Biden has been traveling far less, but he is stepping up his schedule. He and his top surrogates are also going deeper into what is normally red territory, as evidenced by his campaign’s announcement on Monday that the former vice president will be heading at the end of the week to Iowa, a state Trump carried by nearly 10 points in 2016.

But flipping red states to blue is not the only reason campaigns might make these decisions. I, for one, am skeptical that my home state of Texas will end up in the Democratic presidential column, absent a national landslide of a proportion not indicated by the current polling. But sending Sen. Kamala D. Harris (D-Calif.), the party’s vice-presidential nominee, there at the end of the week makes sense for other reasons. The state is seeing massive early voter turnout, and many Democrats there believe they are within reach of taking control of the Texas House by picking up at least nine of the chamber’s 150 seats.

Wendy Weiser of the Brennan Center warns that the president is doing the work of our foreign adversaries by undermining the legitimacy of the U.S. election. (The Washington Post)

That would break the grip that Republicans have had over all the levers of power in the state since 2003 and could have enormous consequences for once-a-decade redistricting next year, which is expected to see Texas pick up three additional seats in the U.S. House.
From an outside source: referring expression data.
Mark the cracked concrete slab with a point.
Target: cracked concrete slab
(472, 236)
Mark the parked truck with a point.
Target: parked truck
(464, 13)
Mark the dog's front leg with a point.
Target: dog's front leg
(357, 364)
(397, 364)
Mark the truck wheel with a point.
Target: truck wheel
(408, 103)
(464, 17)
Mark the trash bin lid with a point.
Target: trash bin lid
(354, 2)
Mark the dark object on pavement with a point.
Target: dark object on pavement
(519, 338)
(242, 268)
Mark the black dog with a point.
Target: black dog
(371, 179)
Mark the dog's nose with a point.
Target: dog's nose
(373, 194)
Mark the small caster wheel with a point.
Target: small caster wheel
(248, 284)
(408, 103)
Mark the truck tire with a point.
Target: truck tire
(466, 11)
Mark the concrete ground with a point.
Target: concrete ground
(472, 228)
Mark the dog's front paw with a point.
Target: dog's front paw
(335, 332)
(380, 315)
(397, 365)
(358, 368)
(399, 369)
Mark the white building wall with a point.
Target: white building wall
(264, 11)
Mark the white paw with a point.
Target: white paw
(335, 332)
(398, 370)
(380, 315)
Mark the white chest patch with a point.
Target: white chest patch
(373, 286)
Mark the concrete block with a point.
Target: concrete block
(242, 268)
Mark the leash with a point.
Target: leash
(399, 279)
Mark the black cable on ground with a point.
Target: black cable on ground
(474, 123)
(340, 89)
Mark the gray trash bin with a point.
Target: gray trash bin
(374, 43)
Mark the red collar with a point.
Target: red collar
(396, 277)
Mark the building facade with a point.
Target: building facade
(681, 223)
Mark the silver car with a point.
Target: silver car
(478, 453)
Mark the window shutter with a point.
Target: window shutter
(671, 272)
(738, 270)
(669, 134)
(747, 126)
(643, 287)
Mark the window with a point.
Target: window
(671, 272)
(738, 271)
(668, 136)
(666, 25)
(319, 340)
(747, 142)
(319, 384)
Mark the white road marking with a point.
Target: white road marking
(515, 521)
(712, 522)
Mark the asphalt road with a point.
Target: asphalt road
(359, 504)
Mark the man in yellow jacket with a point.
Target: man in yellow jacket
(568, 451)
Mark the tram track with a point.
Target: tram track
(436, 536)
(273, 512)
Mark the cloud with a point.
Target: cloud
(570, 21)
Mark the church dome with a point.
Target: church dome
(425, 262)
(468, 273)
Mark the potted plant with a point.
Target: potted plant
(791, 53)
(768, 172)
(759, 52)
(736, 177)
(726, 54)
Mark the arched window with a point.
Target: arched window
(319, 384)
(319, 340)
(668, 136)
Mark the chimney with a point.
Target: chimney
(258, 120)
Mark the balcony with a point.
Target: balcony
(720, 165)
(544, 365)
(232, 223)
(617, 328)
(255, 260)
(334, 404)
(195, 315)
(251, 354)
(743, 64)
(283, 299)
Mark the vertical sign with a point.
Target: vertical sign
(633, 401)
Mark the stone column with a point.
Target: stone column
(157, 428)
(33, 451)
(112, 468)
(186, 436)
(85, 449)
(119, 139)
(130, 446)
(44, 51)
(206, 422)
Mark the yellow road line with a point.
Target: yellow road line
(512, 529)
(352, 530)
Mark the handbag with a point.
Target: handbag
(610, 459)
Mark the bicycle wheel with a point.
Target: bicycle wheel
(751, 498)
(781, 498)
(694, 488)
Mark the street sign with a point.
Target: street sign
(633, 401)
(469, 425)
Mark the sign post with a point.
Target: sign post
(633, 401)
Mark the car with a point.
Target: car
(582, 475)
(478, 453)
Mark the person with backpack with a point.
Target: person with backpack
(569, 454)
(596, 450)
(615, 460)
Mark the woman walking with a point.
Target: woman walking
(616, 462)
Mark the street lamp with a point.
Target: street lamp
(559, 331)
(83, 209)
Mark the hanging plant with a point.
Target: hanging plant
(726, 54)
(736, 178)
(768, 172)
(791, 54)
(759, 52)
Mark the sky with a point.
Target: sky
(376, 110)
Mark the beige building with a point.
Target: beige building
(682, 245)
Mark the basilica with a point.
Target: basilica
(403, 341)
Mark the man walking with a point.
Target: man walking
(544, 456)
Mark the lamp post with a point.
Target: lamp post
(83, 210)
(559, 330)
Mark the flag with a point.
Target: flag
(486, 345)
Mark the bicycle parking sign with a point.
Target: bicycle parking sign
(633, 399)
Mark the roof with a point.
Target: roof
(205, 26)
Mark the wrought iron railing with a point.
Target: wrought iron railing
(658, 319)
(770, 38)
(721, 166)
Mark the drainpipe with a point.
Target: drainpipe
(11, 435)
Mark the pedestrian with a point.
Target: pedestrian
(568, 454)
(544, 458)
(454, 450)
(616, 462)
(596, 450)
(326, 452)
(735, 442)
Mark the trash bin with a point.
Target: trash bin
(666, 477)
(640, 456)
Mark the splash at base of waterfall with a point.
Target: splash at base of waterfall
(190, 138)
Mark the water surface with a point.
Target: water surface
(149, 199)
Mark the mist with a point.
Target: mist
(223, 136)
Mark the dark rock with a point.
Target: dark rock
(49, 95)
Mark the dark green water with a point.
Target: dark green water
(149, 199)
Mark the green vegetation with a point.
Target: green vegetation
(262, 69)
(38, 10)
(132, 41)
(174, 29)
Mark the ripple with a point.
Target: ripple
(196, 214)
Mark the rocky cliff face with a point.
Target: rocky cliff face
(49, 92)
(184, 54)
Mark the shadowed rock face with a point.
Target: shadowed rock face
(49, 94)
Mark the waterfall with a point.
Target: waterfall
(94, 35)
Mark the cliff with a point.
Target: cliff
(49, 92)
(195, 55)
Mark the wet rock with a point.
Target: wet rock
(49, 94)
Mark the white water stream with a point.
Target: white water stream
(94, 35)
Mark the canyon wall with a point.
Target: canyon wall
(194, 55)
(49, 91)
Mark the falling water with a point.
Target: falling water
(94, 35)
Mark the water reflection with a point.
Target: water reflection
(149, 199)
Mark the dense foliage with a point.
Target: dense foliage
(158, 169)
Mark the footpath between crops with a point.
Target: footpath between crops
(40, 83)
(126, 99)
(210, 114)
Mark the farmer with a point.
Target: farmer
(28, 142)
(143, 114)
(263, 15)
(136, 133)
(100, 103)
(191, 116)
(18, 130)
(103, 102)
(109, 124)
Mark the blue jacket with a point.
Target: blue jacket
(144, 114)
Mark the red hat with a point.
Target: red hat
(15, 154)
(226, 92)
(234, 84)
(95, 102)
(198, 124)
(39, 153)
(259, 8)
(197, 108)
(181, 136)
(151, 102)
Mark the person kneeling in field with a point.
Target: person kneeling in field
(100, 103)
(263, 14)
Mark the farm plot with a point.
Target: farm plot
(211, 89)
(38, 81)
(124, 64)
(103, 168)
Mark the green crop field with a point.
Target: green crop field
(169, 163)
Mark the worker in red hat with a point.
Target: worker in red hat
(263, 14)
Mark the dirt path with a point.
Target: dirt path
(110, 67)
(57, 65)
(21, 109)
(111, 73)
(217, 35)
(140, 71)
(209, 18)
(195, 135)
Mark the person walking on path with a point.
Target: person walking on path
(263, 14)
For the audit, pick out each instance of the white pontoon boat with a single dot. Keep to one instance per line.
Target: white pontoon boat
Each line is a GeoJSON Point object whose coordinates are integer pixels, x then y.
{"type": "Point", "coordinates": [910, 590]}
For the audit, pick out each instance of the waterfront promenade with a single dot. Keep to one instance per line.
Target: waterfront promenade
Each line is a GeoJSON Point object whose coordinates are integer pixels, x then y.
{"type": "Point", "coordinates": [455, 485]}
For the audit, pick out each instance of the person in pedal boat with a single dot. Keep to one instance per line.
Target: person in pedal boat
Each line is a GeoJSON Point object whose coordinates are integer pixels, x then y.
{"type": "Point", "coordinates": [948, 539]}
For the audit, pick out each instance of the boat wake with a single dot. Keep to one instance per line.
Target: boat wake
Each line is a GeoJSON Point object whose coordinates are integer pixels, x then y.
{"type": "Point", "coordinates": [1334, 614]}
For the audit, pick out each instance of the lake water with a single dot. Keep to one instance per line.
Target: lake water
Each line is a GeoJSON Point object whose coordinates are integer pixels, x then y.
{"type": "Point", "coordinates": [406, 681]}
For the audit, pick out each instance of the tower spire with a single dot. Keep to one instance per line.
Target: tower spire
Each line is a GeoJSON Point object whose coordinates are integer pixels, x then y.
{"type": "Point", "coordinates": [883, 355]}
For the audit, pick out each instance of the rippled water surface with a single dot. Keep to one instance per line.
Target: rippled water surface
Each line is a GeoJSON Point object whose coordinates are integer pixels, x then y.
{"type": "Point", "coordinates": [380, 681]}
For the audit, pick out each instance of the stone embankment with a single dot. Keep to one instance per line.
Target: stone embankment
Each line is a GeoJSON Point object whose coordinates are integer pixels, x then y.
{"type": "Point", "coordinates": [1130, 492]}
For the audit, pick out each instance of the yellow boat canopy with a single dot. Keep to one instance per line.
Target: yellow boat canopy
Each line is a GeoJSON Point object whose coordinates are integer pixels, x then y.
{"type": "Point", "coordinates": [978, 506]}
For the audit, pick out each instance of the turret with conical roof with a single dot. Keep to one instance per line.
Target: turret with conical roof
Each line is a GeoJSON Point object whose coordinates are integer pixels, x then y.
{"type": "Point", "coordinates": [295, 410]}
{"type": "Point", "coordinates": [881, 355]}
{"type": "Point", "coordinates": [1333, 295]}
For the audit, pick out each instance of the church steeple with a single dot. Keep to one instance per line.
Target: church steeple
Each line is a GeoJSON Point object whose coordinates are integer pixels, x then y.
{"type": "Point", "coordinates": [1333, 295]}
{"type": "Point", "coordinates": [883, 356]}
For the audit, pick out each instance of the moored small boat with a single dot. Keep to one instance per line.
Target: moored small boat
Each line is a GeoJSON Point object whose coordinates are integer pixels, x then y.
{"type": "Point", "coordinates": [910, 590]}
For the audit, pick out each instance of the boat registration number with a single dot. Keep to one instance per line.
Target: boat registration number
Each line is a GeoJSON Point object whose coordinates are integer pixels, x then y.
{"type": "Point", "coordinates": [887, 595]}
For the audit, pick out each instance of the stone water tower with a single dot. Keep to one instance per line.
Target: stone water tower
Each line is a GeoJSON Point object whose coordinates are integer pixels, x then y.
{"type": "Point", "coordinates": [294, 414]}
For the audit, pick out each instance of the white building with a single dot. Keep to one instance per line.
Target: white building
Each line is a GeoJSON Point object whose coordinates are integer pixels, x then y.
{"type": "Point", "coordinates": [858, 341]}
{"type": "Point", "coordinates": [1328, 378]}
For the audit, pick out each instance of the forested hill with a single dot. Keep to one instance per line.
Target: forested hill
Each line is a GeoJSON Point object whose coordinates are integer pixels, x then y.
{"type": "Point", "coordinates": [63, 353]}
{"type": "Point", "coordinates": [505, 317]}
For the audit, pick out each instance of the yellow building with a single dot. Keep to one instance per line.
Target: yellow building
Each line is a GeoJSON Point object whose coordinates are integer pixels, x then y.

Harris reportedly plans to make a stop in Houston, which would also send a reassuring signal to the oil industry that Biden’s proposed “transition” from fossil fuels to renewable energy would not come too quickly. And her swing through Texas could also help generate more enthusiasm among Hispanics, where Biden has been underperforming.

But keep an eye out for late-breaking changes in both campaigns’ schedules. In 2016, the final weekend saw both campaigns scrambling their plans as a narrow path to victory for Trump emerged.

The Republican nominee and his running mate, Mike Pence, laid on a swing through Minnesota, where his internal polling suddenly showed him within three points of winning a state that had not voted for a Republican for president since Richard M. Nixon’s 1972 landslide. Trump fell just short there, losing to Hillary Clinton by less than two points.

Meanwhile, Clinton’s operation suddenly realized it was in trouble in deep-blue Michigan and dispatched both the candidate and then-President Barack Obama to the state. The salvage operation came too late: Trump slipped past her on Election Day and won Michigan by less than half a percentage point.

Clinton’s campaign also made some decisions during the closing weeks that were, in retrospect, inexplicable — for instance, dispatching first lady Michelle Obama to Arizona, a state that turned out to be an unrealistic prospect.

Jason Miller, a senior adviser to the Trump campaign, insists — as he did to me that final weekend of 2016 — that there are encouraging “trend lines” for the president. He says the Republican campaign is seeing growth in support in central and western Pennsylvania. And once again, he says, Trump is likely to make a late pitch for Minnesota, where the campaign may be sending him once or twice between now and next Tuesday.

With less than a week to go before Election Day, there is little that either campaign can do to change the general trajectory of the race. But if there is any lesson that both sides should have learned in 2016, it is to be on the lookout against missed opportunities.